A single critical-severity failure can dominate the overall score. Configurable per Eval via spec.scoring.severityWeights.

Assertion types

Type	Purpose	Required fields
`toolCalled`	The named tool was invoked. Optional `before` / `after` for ordering checks	`tool`, optional `before[]`, `after[]`
`toolNotCalled`	The named tool was not invoked	`tool`
`toolSequence`	The given tool order appears as a subsequence of the actual tool calls	`tools[]`
`contains`	Substring is present in the agent's final message	`value`, optional `field`
`notContains`	Substring is absent from the final message	`value`, optional `field`
`regex`	Regex pattern matches somewhere in the final message	`pattern`
`cost`	Total tokens stayed below a cap	`maxTokens`
`judge`	LLM-as-judge scoring against a rubric (see below)	`rubric`, optional `minScore`, `kind`
`latency`	Reserved (timestamp arithmetic deferred)	—

Each assertion can also set:

weight (default 1.0) — multiplier for this assertion's contribution to the fixture's combined score
severity — override the fixture-level severity for this assertion only

Tool replay and shadow

spec.toolReplay and spec.shadowTools are reserved fields on the schema for future use. They will let you record tool outputs and skip live execution for side-effecting tools during fixture runs. The runner accepts them today but ignores them — until they're honored by the harness, only run eval fixtures against agents whose tools are safe to live-execute (read-only or sandboxed).

Origin

When a fixture is promoted from a trace via the UI, spec.origin records the source trace ID, the promoter's identity, and the timestamp.
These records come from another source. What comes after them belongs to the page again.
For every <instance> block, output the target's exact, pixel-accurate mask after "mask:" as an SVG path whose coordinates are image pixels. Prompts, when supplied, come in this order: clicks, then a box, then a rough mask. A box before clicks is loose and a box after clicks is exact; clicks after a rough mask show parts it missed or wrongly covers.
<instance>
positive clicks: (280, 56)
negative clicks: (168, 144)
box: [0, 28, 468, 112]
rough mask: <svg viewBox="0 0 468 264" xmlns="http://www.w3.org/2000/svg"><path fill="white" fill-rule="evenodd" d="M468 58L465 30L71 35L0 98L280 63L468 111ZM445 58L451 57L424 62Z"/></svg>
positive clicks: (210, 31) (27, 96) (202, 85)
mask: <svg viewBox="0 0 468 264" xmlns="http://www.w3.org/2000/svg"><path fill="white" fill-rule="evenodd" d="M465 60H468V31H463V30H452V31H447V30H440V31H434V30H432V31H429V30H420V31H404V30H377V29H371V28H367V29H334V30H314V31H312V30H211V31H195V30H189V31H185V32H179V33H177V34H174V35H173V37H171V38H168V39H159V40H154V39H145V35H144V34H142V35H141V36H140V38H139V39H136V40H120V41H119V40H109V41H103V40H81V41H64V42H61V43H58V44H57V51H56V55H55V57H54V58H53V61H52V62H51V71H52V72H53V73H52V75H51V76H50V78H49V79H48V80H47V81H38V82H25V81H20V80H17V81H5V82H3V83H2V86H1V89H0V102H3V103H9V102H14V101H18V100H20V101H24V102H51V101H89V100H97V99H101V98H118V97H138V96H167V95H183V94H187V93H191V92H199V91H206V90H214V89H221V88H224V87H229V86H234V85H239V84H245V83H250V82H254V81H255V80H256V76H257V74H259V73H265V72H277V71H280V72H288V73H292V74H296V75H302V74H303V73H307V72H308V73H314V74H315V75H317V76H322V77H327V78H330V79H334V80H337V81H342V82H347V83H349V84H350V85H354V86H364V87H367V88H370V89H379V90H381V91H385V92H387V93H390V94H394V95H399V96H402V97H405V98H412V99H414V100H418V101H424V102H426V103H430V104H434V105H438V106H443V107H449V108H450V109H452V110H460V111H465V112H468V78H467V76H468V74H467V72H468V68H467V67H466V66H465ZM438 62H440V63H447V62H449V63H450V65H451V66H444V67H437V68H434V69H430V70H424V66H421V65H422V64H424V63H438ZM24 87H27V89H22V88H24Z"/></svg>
Hand-written fixtures leave it blank.

Eval

The runner config — points at an agent, picks fixtures, configures the judge, sets pass threshold, optionally schedules the suite.

apiVersion: pai.io/v1
kind: Eval
metadata:
  name: support-bot-eval
spec:
  targetAgent: support-bot         # Required — the Agent under test
  fixtureSelector:
    matchLabels: { agent: support-bot }     # Auto-include matching fixtures
  fixtures:                                  # Optional explicit list
    - refund-must-clarify
  judge:
    model: anthropic/claude-sonnet-4-6
    temperature: 0
    calibration: support-bot-judge          # Optional — see JudgeCalibration
  scoring:
    passThreshold: 0.85
    severityWeights:
      critical: 8.0    # bump critical so one failure forces overall Fail
  execution:
    parallel: 5
    timeoutSeconds: 300
    repsPerFixture: 1     # Bump to >1 for variance control on noisy judges
  schedule: "0 9 * * *"   # Optional — cron, runs nightly at 09:00 UTC

Fixture selection

Two ways to pick fixtures, used in combination — the Eval runs the union:

Label selector (recommended) — spec.fixtureSelector.matchLabels. Auto-includes every current and future fixture with matching labels. The promote-from-trace wizard's default labels make this Just Work.
Explicit list — spec.fixtures: [name, ...]. Pinned set; future promotions don't auto-join. Useful for scoping a small experiment.

Scoring

Per-fixture: each assertion contributes its weight × severity multiplier to a weighted sum. A fixture passes when every assertion passes. The fixture's score is the weighted-pass ratio.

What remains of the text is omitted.